Interoperability and certification are a key hallmark of broadband services. As such The Broadband Forum in partnership with the University of New Hampshire’s Interoperability Lab (UNH-IOL) are moving quickly to certify G.fast products and accelerate the availability of interoperable solutions and expedite timely integration with service providers’ networks.

To date, the number of certified products has reached 24, including five different vendors certified for DPUs and seven for CPE.

What’s on the horizon?

There appears to be more bandwidth that can be squeezed out of the copper plant as a new recommendation – Multi-Gigabit Fast Access to Subscriber Terminals (G.mgfast) – is currently in the proposal stage with the ITU-T Study Group 15. G.mgfast could theoretically offer aggregate data speeds of 10Gbit/s per cable at 848MHz or 5Gbit/s at 424MHz.

The anticipated use case for this new approach is predominantly focused towards backhaul applications for small cells, Wi-Fi infrastructure, and other 106 or 212MHz G.fast DPUs.

An unexpected opportunity?

Virtually all G.fast deployment use cases have focused on multi-dwelling unit (MDU) deployments. In fact AT&T – who has been particularly bullish on its fiber-to-the-home deployments, announced in August 2017, that is was deploying G.fast within MDUs in 22 metro areas.

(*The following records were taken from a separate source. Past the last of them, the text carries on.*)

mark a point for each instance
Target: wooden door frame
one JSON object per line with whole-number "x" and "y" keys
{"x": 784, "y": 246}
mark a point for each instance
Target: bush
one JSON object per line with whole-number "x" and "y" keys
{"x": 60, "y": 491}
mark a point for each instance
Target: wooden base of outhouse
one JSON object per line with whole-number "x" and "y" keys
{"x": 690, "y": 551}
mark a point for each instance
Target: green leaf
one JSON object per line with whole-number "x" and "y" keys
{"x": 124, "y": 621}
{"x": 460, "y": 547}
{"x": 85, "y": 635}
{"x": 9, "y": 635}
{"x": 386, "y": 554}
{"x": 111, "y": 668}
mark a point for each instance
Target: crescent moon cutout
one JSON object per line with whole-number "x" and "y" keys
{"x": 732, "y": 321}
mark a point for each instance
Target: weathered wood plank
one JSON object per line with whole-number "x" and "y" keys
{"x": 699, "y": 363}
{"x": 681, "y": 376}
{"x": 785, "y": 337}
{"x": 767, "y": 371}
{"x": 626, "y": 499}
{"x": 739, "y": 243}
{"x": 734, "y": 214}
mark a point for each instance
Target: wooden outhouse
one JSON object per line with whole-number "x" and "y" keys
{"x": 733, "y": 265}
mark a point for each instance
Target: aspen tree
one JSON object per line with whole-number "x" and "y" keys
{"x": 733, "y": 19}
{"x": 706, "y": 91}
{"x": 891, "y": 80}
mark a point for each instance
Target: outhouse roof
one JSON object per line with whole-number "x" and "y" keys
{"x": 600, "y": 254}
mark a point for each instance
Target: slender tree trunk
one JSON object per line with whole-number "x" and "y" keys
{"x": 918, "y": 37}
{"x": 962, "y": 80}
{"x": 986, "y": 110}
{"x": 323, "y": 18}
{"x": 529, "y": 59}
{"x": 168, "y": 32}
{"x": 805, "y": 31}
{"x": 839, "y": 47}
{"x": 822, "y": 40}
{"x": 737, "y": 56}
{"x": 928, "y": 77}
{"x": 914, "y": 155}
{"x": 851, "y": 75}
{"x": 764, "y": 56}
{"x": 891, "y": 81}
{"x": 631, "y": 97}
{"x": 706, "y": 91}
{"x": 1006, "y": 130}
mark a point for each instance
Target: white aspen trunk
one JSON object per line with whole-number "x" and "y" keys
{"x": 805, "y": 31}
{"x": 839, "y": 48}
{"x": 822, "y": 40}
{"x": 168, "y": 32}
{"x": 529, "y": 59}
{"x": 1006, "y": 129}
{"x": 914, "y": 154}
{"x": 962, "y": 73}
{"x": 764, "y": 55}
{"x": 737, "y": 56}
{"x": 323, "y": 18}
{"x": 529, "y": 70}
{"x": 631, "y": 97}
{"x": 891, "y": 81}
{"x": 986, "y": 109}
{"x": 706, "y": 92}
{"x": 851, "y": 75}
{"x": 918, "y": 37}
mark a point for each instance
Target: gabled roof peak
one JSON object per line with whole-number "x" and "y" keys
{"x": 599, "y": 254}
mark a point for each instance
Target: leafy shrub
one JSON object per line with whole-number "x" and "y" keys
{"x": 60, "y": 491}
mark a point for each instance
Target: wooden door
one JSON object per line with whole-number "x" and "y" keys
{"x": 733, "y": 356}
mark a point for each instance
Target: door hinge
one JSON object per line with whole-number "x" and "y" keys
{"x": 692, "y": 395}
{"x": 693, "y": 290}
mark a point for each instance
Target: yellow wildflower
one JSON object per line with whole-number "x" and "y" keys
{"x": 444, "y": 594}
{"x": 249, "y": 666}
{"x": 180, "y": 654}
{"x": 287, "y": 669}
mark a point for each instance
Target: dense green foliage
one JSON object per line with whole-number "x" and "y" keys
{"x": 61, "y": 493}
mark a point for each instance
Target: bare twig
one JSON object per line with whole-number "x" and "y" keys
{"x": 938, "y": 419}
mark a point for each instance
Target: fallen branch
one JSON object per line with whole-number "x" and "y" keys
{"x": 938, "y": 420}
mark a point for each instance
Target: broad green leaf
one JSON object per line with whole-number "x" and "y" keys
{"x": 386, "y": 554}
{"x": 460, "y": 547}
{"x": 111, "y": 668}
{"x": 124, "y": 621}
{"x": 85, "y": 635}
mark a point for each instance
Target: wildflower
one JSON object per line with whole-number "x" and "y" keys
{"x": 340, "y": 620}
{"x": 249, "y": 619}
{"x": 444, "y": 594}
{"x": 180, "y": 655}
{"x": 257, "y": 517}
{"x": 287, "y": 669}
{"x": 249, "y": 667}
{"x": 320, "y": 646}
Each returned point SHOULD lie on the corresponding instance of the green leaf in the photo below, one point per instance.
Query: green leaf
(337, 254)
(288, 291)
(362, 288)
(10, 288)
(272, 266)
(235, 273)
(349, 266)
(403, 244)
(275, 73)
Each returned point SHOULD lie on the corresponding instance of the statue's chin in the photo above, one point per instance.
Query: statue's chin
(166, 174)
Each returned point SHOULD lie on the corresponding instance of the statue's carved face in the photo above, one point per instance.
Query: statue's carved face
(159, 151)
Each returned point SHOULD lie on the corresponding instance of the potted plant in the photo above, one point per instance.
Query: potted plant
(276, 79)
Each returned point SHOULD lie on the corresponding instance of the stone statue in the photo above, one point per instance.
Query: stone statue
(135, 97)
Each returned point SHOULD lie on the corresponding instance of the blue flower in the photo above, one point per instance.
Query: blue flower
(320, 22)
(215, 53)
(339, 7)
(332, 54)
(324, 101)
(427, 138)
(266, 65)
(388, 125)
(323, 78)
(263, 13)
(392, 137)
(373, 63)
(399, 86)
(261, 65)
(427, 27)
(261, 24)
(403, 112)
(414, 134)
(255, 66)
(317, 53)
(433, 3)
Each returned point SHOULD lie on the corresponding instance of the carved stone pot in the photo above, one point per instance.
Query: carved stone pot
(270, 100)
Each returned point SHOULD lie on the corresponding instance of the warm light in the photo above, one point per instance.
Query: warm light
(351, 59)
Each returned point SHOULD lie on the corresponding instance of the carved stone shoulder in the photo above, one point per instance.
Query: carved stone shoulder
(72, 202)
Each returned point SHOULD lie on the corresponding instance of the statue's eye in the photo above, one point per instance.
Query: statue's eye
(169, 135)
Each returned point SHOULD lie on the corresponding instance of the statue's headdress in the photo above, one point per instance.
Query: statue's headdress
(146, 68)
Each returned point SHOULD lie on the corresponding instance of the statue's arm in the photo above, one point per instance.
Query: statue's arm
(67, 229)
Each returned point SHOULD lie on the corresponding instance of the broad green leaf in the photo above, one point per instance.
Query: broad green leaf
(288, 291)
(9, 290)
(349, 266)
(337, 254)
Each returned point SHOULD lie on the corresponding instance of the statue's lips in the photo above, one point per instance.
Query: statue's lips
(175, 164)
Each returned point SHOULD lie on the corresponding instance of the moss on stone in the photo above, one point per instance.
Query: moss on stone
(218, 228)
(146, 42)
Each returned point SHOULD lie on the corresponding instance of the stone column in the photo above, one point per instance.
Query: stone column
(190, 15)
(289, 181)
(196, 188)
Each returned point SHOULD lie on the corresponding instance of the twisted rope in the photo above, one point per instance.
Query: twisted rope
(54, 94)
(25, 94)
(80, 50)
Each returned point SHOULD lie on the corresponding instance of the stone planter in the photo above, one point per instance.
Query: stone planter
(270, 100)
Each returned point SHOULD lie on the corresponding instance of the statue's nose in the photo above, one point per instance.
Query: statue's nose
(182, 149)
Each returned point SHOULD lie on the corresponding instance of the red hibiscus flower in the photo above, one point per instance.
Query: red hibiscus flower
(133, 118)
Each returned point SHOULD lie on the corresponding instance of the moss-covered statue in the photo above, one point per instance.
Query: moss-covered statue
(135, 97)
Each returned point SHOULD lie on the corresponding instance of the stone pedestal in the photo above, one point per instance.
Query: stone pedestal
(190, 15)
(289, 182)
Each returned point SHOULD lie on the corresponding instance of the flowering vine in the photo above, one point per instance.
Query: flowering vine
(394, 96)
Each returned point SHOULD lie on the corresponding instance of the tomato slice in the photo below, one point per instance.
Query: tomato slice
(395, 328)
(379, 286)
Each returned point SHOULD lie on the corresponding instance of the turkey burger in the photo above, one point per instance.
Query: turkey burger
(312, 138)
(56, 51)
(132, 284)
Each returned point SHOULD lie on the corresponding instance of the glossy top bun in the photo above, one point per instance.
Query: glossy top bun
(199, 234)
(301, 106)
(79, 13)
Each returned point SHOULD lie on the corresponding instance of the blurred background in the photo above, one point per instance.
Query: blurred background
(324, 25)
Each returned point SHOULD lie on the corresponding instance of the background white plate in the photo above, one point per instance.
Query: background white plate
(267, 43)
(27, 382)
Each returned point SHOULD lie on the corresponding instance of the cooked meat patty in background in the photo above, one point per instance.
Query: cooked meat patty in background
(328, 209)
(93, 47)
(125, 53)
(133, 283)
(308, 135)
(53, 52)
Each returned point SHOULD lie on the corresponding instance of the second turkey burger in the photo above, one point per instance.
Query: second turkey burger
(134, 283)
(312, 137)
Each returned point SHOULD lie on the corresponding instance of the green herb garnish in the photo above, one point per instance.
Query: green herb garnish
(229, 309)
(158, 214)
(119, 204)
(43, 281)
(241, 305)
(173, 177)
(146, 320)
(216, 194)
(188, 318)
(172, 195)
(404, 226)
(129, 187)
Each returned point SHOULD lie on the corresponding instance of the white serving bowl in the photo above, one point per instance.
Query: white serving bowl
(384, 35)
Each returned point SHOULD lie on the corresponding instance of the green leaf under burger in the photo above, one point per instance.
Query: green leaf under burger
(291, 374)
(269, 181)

While that announcement is not necessarily groundbreaking – the fact that each of these metro areas is located outside of AT&T’s traditional 21-state home internet service-area is.

For these MDUs, AT&T is deploying G.fast over existing coaxial cables, offering speeds up to 500Mbit/s/100Mbit/s, with future speed increases on the horizon. AT&T is pairing this G.fast broadband services with its DIRECTV service.

For its G.fast deployment, AT&T is using the 106Mhz profile over coax, and using GPON as its backhaul (with XGS-PON planned for the future) for its 16-port G.fast DPUs. DPUs are primarily deployed in an indoor equipment room, but also in an outside cabinet. Currently, local power with battery back-up used to power DPUs; however, RPF (reverse power feeding from CPE) is expected to be introduced in 2018.

AT&T is also expressing strong interest in the proposed 424Mhz profile over coax in order to offer 2.5Gbit/s symmetric service for strategic deployments.

Bridging the gap

G.fast is meant to “bridge the gap” – enabling operators to offer FTTH-like speeds where fiber is not currently available or time to market is of high importance in a competitive environment.

As shown by AT&T’s strategic deployments; key features such as support for 212MHz and coaxial cable have proven to be attractive characteristics of G.fast that are allowing it to be a viable option for their broadband services but also opening up potential deployment opportunities for a variety of operators.

For many operators, the deployment of G.fast is proving to be the preferred choice for offering gigabit broadband services to MDUs, as it eliminates many of the issues found with FTTH deployment such as the variety of building types, access to the riser, centralized versus distributed closets, and overall construction costs.

The availability of Amendment 3 features has been a key development towards growing interest in G.fast from operators across the globe – enabling them to both position their networks for the future (deeper fiber deployment), while continuing to leverage the existing infrastructure – particularly the last few hundred meters – in a cost-effective and competitive manner.

As such, we expect 2018 will prove to be the key year in accelerating G.fast deployments.